SAN FRANCISCO - UNION SQUARE
Union Square is the least recovered and least resilient of the five shopping areas we examined for this report. The only growth there appears to be limited to tourist traffic. However, the uptrend is meager at best.
While most retailers around Union Square—luxury or otherwise—continue to struggle, only a select few seem to have figured out their COVID-19 success formula.
NEW YORK CITY - MADISON AVENUE
With total foot traffic down 47% since 2019, this small collection of neighborhoods that form the bulk of the Madison Avenue shopping area is experiencing a flat recovery with a slight upwards trend. Luxury retailers are well behind the recovery curve.
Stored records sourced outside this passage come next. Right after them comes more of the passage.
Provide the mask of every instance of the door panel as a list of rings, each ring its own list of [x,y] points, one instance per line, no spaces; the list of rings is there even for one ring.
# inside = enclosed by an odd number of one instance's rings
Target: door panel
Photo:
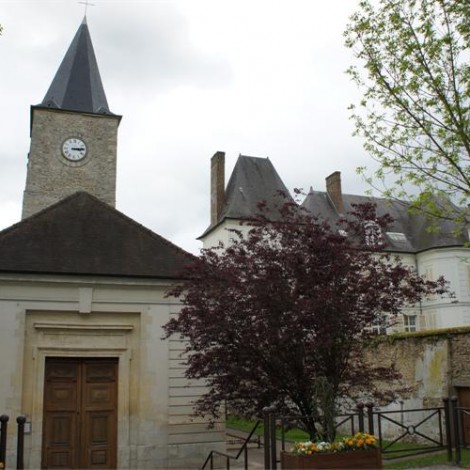
[[[116,466],[116,372],[103,362],[84,364],[83,402],[86,468]]]
[[[87,468],[113,468],[113,417],[109,413],[90,412],[86,417]]]
[[[459,406],[468,408],[462,412],[462,428],[465,444],[470,444],[470,387],[457,388]]]
[[[115,468],[117,360],[47,359],[44,468]]]
[[[76,414],[52,412],[48,418],[45,435],[49,437],[46,453],[50,467],[75,468]]]

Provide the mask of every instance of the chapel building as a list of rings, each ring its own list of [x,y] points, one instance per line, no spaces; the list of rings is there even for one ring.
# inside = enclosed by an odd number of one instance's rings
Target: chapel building
[[[225,449],[163,341],[193,256],[115,208],[117,133],[86,20],[31,107],[23,219],[0,232],[0,414],[26,468],[188,468]]]

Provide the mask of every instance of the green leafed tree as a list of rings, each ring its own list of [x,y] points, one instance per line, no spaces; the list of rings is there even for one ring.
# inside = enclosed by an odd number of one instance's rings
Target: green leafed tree
[[[373,172],[359,171],[385,196],[465,222],[470,2],[361,0],[345,43],[358,59],[348,73],[362,92],[360,103],[351,106],[355,133],[378,162]]]

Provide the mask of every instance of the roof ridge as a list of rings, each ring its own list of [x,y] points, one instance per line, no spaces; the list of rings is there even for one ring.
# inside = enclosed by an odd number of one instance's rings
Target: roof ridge
[[[238,158],[252,158],[253,160],[269,160],[269,157],[255,157],[253,155],[243,155],[242,153],[240,153],[238,155]],[[271,160],[269,160],[271,161]]]
[[[317,193],[317,194],[328,194],[327,191],[319,191],[318,189],[313,189],[312,186],[310,186],[310,190],[307,193],[307,196],[310,193]],[[390,201],[390,202],[398,202],[403,205],[409,205],[410,201],[405,201],[403,199],[396,199],[396,198],[387,198],[387,197],[381,197],[381,196],[372,196],[372,195],[367,195],[367,194],[353,194],[353,193],[343,193],[343,196],[353,196],[353,197],[360,197],[360,198],[369,198],[369,199],[377,199],[379,201]]]

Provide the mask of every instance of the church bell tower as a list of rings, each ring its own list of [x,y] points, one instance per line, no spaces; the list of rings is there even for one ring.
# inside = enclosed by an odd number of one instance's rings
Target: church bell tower
[[[116,203],[117,130],[86,18],[43,101],[31,106],[23,219],[77,191]]]

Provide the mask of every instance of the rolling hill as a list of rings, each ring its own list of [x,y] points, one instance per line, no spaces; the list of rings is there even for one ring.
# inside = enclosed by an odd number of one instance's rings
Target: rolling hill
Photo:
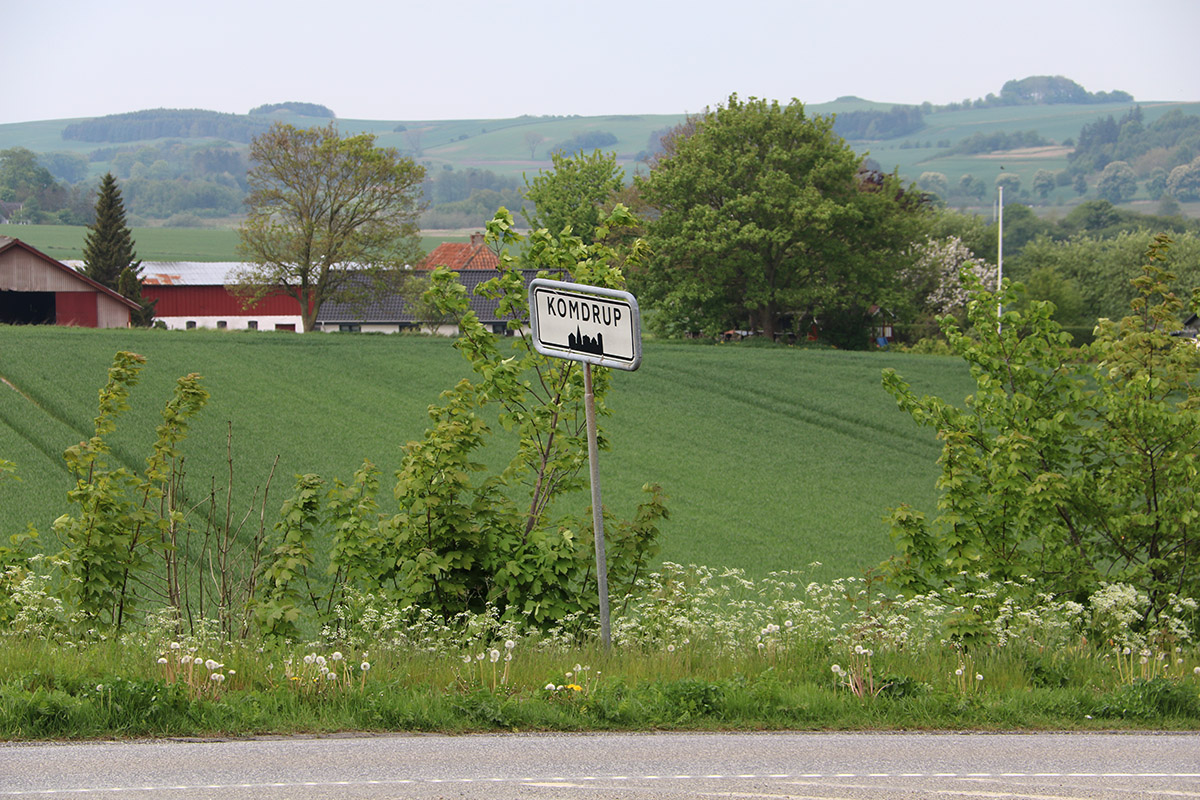
[[[714,98],[719,102],[722,98]],[[1144,122],[1149,125],[1163,114],[1179,110],[1185,114],[1200,114],[1200,102],[1163,103],[1140,101]],[[1065,142],[1077,138],[1084,125],[1108,116],[1120,118],[1130,103],[1089,103],[1057,105],[1015,105],[995,107],[926,109],[920,115],[920,127],[891,138],[849,139],[858,152],[869,155],[885,171],[896,169],[909,181],[922,173],[939,172],[953,185],[962,175],[972,175],[991,187],[1001,167],[1020,177],[1022,188],[1028,191],[1038,170],[1061,170],[1067,166],[1070,147]],[[856,112],[883,112],[891,109],[887,103],[843,97],[832,103],[813,104],[807,111],[813,115],[849,115]],[[912,109],[913,107],[909,107]],[[211,113],[211,112],[197,112]],[[232,116],[232,115],[229,115]],[[615,115],[602,117],[580,116],[522,116],[510,119],[473,120],[356,120],[339,119],[336,124],[346,133],[369,132],[377,143],[395,147],[412,155],[424,164],[431,177],[443,172],[486,170],[498,179],[510,181],[519,188],[522,176],[532,176],[550,165],[549,155],[558,147],[571,147],[579,142],[604,142],[601,149],[617,154],[618,163],[627,175],[645,171],[644,158],[653,150],[663,132],[685,118],[682,113],[650,115]],[[323,117],[302,116],[287,111],[275,111],[267,117],[241,117],[265,125],[280,120],[308,127],[329,122]],[[40,155],[63,153],[86,159],[84,182],[94,183],[104,172],[113,170],[119,177],[151,175],[187,178],[197,153],[217,148],[243,153],[246,144],[214,136],[160,137],[127,139],[98,143],[64,138],[64,132],[85,120],[48,120],[0,125],[0,150],[12,147],[28,148]],[[978,155],[954,153],[954,145],[976,133],[1024,133],[1035,131],[1049,142],[1034,150],[1006,151]],[[135,135],[135,134],[131,134]],[[168,152],[170,150],[170,152]],[[169,162],[169,163],[168,163]],[[140,166],[138,166],[140,164]],[[212,180],[217,178],[208,176]],[[233,176],[225,180],[236,179]],[[1090,189],[1089,189],[1090,191]],[[1084,198],[1092,196],[1085,195]],[[1069,186],[1056,189],[1046,201],[1039,199],[1044,213],[1069,208],[1081,198]],[[1035,198],[1030,198],[1034,202]],[[138,216],[138,201],[130,202],[131,215]],[[980,201],[987,208],[989,199]],[[1150,201],[1144,190],[1133,198],[1134,207],[1149,210]],[[207,218],[206,224],[230,224],[230,209],[226,201],[211,213],[197,212]],[[1200,216],[1200,204],[1185,204],[1183,212]],[[163,224],[166,217],[153,224]],[[224,221],[222,221],[224,220]],[[201,224],[204,220],[188,220]],[[176,219],[175,223],[179,224]]]

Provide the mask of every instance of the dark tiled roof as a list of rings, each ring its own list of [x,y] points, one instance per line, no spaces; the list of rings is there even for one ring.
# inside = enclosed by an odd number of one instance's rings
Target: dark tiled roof
[[[539,270],[535,269],[521,270],[526,288],[538,276],[538,272]],[[477,295],[475,288],[499,274],[499,270],[494,269],[466,269],[458,272],[458,280],[467,289],[471,310],[485,325],[506,320],[501,319],[497,313],[499,301]],[[408,310],[407,304],[400,295],[391,294],[369,303],[324,302],[317,312],[317,322],[413,325],[417,323],[417,319]]]

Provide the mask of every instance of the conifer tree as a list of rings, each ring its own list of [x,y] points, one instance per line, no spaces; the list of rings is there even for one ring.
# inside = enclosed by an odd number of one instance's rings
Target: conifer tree
[[[121,271],[133,265],[135,258],[133,236],[125,224],[121,189],[110,172],[100,180],[96,221],[88,228],[83,246],[83,274],[116,289]]]
[[[96,221],[84,241],[83,274],[141,304],[141,311],[133,313],[133,324],[146,326],[154,317],[154,303],[142,301],[141,269],[142,262],[133,250],[133,234],[125,224],[121,189],[109,172],[100,180]]]

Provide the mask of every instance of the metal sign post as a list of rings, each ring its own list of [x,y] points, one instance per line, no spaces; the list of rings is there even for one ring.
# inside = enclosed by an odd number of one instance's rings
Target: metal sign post
[[[600,639],[608,649],[612,646],[608,558],[604,551],[604,506],[600,501],[592,365],[628,371],[641,365],[641,314],[637,300],[629,292],[538,278],[529,285],[529,321],[533,327],[534,350],[552,358],[583,362],[592,532],[596,540],[596,589],[600,594]]]
[[[600,503],[600,458],[596,442],[596,393],[592,365],[583,365],[583,407],[587,411],[588,477],[592,485],[592,538],[596,540],[596,591],[600,594],[600,641],[612,647],[608,618],[608,556],[604,552],[604,506]]]

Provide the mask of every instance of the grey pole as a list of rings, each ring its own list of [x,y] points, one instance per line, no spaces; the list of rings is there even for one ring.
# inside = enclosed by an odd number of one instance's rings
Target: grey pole
[[[608,621],[608,559],[604,554],[604,506],[600,504],[600,459],[596,443],[596,395],[592,391],[592,365],[583,365],[583,400],[587,410],[588,472],[592,480],[592,531],[596,539],[596,589],[600,593],[600,641],[612,647]]]

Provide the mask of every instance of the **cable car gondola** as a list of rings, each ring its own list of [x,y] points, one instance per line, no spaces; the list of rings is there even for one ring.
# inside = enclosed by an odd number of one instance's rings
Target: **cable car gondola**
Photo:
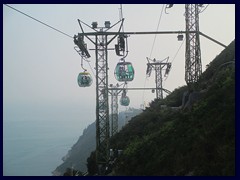
[[[120,104],[121,104],[122,106],[128,106],[129,103],[130,103],[130,99],[129,99],[129,97],[126,95],[126,91],[123,90],[122,96],[121,96],[121,98],[120,98]]]
[[[92,77],[87,71],[80,72],[77,80],[80,87],[89,87],[92,84]]]
[[[130,99],[128,96],[122,96],[121,99],[120,99],[120,104],[122,106],[128,106],[130,103]]]
[[[120,82],[134,79],[134,68],[130,62],[119,62],[114,71],[115,78]]]

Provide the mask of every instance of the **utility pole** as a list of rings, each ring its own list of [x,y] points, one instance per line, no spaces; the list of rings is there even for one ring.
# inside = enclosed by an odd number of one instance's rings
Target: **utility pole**
[[[167,62],[169,57],[166,59],[159,61],[156,59],[151,60],[150,58],[147,58],[148,63],[147,63],[147,76],[151,76],[152,69],[155,70],[155,83],[156,83],[156,98],[157,99],[163,99],[163,87],[162,87],[162,81],[163,81],[163,68],[166,67],[165,69],[165,75],[166,76],[170,69],[171,69],[171,63]],[[152,62],[150,62],[152,61]],[[166,61],[166,62],[164,62]]]

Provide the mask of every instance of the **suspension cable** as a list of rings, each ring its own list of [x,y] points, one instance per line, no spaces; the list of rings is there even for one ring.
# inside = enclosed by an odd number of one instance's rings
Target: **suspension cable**
[[[159,19],[158,19],[158,25],[157,25],[157,29],[156,29],[156,32],[158,31],[159,29],[159,26],[160,26],[160,22],[161,22],[161,19],[162,19],[162,14],[163,14],[163,10],[164,10],[164,4],[162,5],[162,10],[161,10],[161,13],[160,13],[160,16],[159,16]],[[153,44],[152,44],[152,48],[151,48],[151,52],[150,52],[150,56],[149,58],[151,58],[152,56],[152,52],[153,52],[153,48],[154,48],[154,45],[155,45],[155,41],[156,41],[156,38],[157,38],[157,34],[155,34],[154,36],[154,39],[153,39]],[[145,81],[144,81],[144,88],[146,87],[146,82],[147,82],[147,76],[145,77]],[[143,91],[143,94],[142,94],[142,103],[144,105],[144,99],[145,99],[145,91]]]
[[[209,6],[209,4],[203,10],[201,10],[199,13],[202,13],[203,11],[205,11],[208,6]]]
[[[158,25],[157,25],[156,32],[158,31],[158,28],[159,28],[159,25],[160,25],[160,22],[161,22],[161,19],[162,19],[163,9],[164,9],[164,5],[162,6],[161,14],[160,14],[160,17],[158,19]],[[154,36],[152,49],[151,49],[149,58],[151,58],[151,56],[152,56],[152,52],[153,52],[153,48],[154,48],[154,45],[155,45],[156,37],[157,37],[157,34],[155,34],[155,36]]]
[[[87,71],[87,70],[83,67],[83,60],[85,60],[84,57],[81,58],[81,67],[82,67],[82,69],[83,69],[84,72],[85,72],[85,71]]]
[[[177,57],[177,55],[178,55],[178,53],[179,53],[179,51],[180,51],[180,49],[181,49],[183,43],[185,42],[185,40],[186,40],[186,39],[184,38],[184,40],[182,41],[181,45],[179,46],[177,52],[175,53],[175,55],[174,55],[173,60],[171,61],[171,63],[173,63],[173,61],[174,61],[175,58]]]
[[[179,46],[177,52],[175,53],[175,55],[174,55],[172,61],[170,62],[171,64],[172,64],[173,61],[176,59],[176,57],[177,57],[177,55],[178,55],[180,49],[182,48],[182,45],[183,45],[183,43],[185,42],[185,40],[186,40],[186,38],[184,38],[183,41],[182,41],[182,43],[180,44],[180,46]],[[163,82],[163,83],[165,83],[165,81],[167,80],[167,78],[168,78],[168,76],[164,79],[164,82]],[[163,85],[164,85],[164,84],[163,84]]]
[[[21,14],[23,14],[23,15],[25,15],[25,16],[27,16],[27,17],[29,17],[29,18],[31,18],[31,19],[33,19],[33,20],[35,20],[35,21],[37,21],[37,22],[39,22],[39,23],[41,23],[41,24],[43,24],[43,25],[45,25],[45,26],[47,26],[47,27],[49,27],[49,28],[51,28],[51,29],[53,29],[53,30],[55,30],[55,31],[57,31],[57,32],[59,32],[59,33],[61,33],[61,34],[63,34],[63,35],[65,35],[65,36],[67,36],[67,37],[73,38],[72,36],[70,36],[70,35],[68,35],[68,34],[66,34],[66,33],[64,33],[62,31],[60,31],[60,30],[58,30],[58,29],[56,29],[56,28],[54,28],[54,27],[52,27],[52,26],[50,26],[50,25],[48,25],[48,24],[46,24],[46,23],[44,23],[44,22],[42,22],[42,21],[40,21],[40,20],[38,20],[38,19],[36,19],[36,18],[34,18],[34,17],[32,17],[32,16],[30,16],[30,15],[28,15],[28,14],[26,14],[26,13],[24,13],[24,12],[18,10],[18,9],[16,9],[16,8],[14,8],[14,7],[12,7],[12,6],[9,6],[8,4],[4,4],[4,5],[13,9],[13,10],[15,10],[15,11],[17,11],[17,12],[19,12],[19,13],[21,13]],[[92,69],[91,64],[89,63],[89,61],[87,61],[87,62],[88,62],[88,65],[89,65],[93,75],[96,77],[96,75],[94,74],[94,71]],[[82,60],[81,60],[81,66],[82,66]]]
[[[68,34],[66,34],[66,33],[64,33],[62,31],[60,31],[60,30],[58,30],[58,29],[56,29],[56,28],[54,28],[54,27],[52,27],[52,26],[50,26],[50,25],[48,25],[48,24],[46,24],[46,23],[44,23],[44,22],[42,22],[42,21],[40,21],[40,20],[38,20],[38,19],[36,19],[36,18],[34,18],[34,17],[32,17],[32,16],[30,16],[30,15],[28,15],[28,14],[26,14],[26,13],[24,13],[24,12],[18,10],[18,9],[16,9],[16,8],[14,8],[14,7],[12,7],[12,6],[9,6],[7,4],[4,4],[4,5],[13,9],[13,10],[15,10],[15,11],[17,11],[17,12],[19,12],[19,13],[21,13],[21,14],[23,14],[23,15],[25,15],[25,16],[27,16],[27,17],[29,17],[29,18],[31,18],[31,19],[33,19],[33,20],[35,20],[35,21],[37,21],[37,22],[39,22],[39,23],[41,23],[41,24],[43,24],[43,25],[45,25],[45,26],[47,26],[47,27],[49,27],[49,28],[51,28],[51,29],[53,29],[53,30],[55,30],[55,31],[57,31],[57,32],[59,32],[59,33],[61,33],[61,34],[63,34],[63,35],[65,35],[65,36],[67,36],[67,37],[73,38],[72,36],[70,36],[70,35],[68,35]]]

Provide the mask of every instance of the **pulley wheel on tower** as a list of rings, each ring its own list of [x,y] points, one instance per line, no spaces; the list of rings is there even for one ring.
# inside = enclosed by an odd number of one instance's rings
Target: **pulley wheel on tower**
[[[134,68],[130,62],[119,62],[114,71],[115,78],[120,82],[134,79]]]
[[[89,87],[92,84],[92,77],[86,71],[80,72],[79,75],[78,75],[77,80],[78,80],[78,85],[80,87]]]

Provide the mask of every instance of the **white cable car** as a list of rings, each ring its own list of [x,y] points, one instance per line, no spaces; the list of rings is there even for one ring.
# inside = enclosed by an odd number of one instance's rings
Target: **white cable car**
[[[77,80],[80,87],[89,87],[92,84],[92,77],[87,71],[79,73]]]

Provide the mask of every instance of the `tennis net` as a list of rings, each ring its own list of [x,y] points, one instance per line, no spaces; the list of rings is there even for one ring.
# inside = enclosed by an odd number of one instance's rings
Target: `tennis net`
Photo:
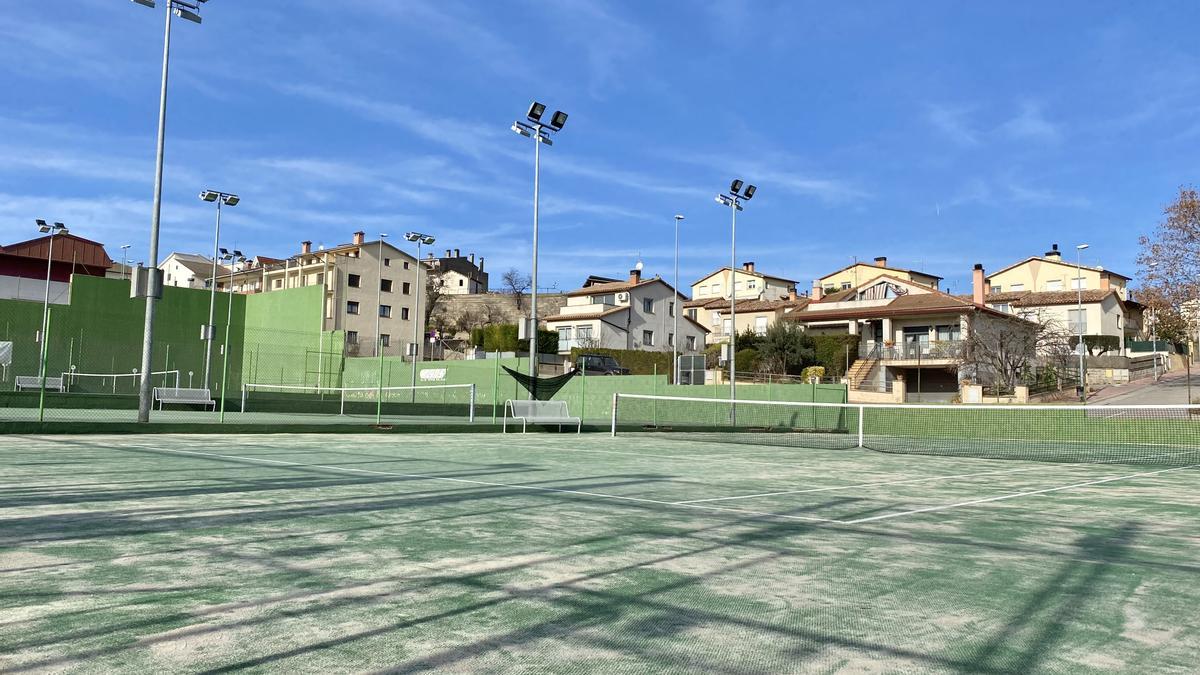
[[[616,394],[612,433],[1046,462],[1200,465],[1197,405],[868,405]]]
[[[382,401],[382,405],[380,405]],[[242,385],[241,412],[298,415],[460,418],[475,421],[474,384],[416,387]]]
[[[178,370],[156,370],[150,373],[150,381],[156,387],[179,387]],[[69,394],[126,394],[136,395],[142,376],[129,373],[77,373],[62,374],[63,388]]]

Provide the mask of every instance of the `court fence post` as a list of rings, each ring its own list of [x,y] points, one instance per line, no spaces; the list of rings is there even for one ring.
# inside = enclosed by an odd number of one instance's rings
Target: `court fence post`
[[[617,392],[615,392],[615,391],[613,392],[613,400],[612,400],[612,436],[613,436],[614,438],[616,438],[616,436],[617,436],[617,399],[618,399],[620,396],[621,396],[621,395],[620,395],[620,394],[618,394]]]
[[[178,385],[178,380],[176,380],[176,384]],[[246,412],[246,386],[247,386],[246,383],[243,382],[242,383],[242,412],[243,413]]]
[[[471,410],[470,410],[469,418],[467,421],[470,422],[471,424],[474,424],[475,423],[475,383],[474,382],[471,383],[470,399],[471,399]]]
[[[865,405],[858,406],[858,447],[866,447],[863,445],[863,417],[866,415],[867,407]]]

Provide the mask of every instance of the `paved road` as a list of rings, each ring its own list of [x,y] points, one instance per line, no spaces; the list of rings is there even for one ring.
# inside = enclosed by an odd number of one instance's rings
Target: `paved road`
[[[1097,405],[1167,405],[1187,403],[1187,373],[1178,370],[1157,383],[1150,378],[1108,387],[1093,397]],[[1200,402],[1200,366],[1192,366],[1192,399]]]

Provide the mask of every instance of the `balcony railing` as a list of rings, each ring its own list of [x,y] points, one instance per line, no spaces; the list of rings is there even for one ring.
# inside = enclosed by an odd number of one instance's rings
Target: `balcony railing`
[[[574,349],[575,347],[579,347],[581,349],[587,349],[587,348],[595,347],[595,346],[596,346],[596,340],[594,338],[590,338],[590,337],[567,338],[565,340],[562,338],[558,339],[558,351],[559,352],[569,352],[572,349]]]
[[[860,359],[881,361],[920,361],[933,359],[958,359],[962,357],[962,340],[934,340],[932,342],[904,342],[886,345],[882,342],[859,345]]]

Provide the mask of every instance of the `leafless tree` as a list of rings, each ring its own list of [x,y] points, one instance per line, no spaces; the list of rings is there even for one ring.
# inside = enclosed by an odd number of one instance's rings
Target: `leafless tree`
[[[976,382],[1012,391],[1021,373],[1033,364],[1047,324],[1019,317],[977,312],[963,340],[963,365]]]
[[[525,309],[525,292],[529,290],[529,275],[521,274],[520,270],[515,267],[508,268],[508,271],[500,277],[501,287],[505,293],[513,296],[513,302],[517,305],[517,311]]]
[[[1179,188],[1163,215],[1154,233],[1139,239],[1137,295],[1158,319],[1159,337],[1184,342],[1200,330],[1200,193]]]
[[[425,325],[430,326],[434,312],[442,307],[446,299],[446,285],[439,276],[430,275],[429,283],[425,284]],[[442,325],[439,322],[439,325]]]

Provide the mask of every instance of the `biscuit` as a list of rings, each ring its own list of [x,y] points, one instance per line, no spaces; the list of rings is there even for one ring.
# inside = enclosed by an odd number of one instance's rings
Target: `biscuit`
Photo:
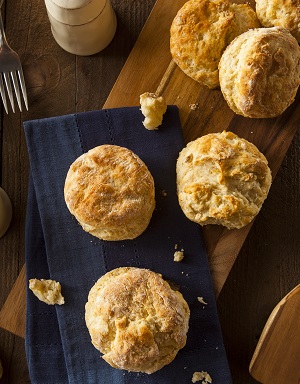
[[[175,63],[192,79],[209,88],[219,86],[218,64],[226,46],[249,28],[258,28],[248,4],[227,0],[190,0],[175,16],[170,51]]]
[[[95,348],[114,368],[153,373],[186,343],[189,307],[161,275],[121,267],[91,288],[85,320]]]
[[[299,0],[255,0],[256,14],[264,27],[284,27],[300,42]]]
[[[177,192],[184,214],[201,225],[241,228],[258,214],[271,185],[265,156],[232,132],[191,141],[177,160]]]
[[[78,157],[67,173],[64,196],[82,228],[102,240],[136,238],[155,208],[147,166],[116,145],[101,145]]]
[[[286,29],[252,29],[238,36],[222,55],[221,91],[239,115],[276,117],[294,101],[299,63],[297,40]]]

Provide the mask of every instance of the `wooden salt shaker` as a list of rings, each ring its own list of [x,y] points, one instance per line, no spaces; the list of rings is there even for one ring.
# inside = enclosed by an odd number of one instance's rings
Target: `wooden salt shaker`
[[[67,52],[87,56],[113,39],[117,21],[110,0],[45,0],[51,31]]]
Summing up our retail foot traffic data analysis
As the U.S. approaches Black Friday 2020, an examination of the available human mobility data makes three things clear.
First, no major urban center is impervious to the negative effects of the COVID-19 pandemic. Foot traffic in big cities everywhere is down dramatically, with a few neighborhood anomalies of resilience, and a small handful of retail brands that have found early resilience.
Second, when looking at the relative foot traffic of luxury brands compared to their slightly down market competitors, it is clear that some luxury shopping areas now show signs of being at a tipping point. As the affluent migrate from these areas and are replaced, we’ll likely see some luxury brands in these five areas replaced by more affordable brands.
Third, it is difficult to ignore the glaring discrepancy between the Union Square neighborhood and the others we have studied. While Madison Avenue, the Oak District, the Bal Harbour Shops and Rodeo Drive have all recovered half or more of their foot traffic, Union Square is a ghost town. That the Givenchy store location has found a way to grow their traffic over last year is impressive. However, it’s not an indication that luxury brands have a bright future in Union Square.
The more probable path ahead for most urban shopping destinations is a shift in the local market towards lower-priced retail options, a decrease in rent for CRE leaseholders, and a slow but steady shift of buying power away from urban centers and towards smaller cities and towns.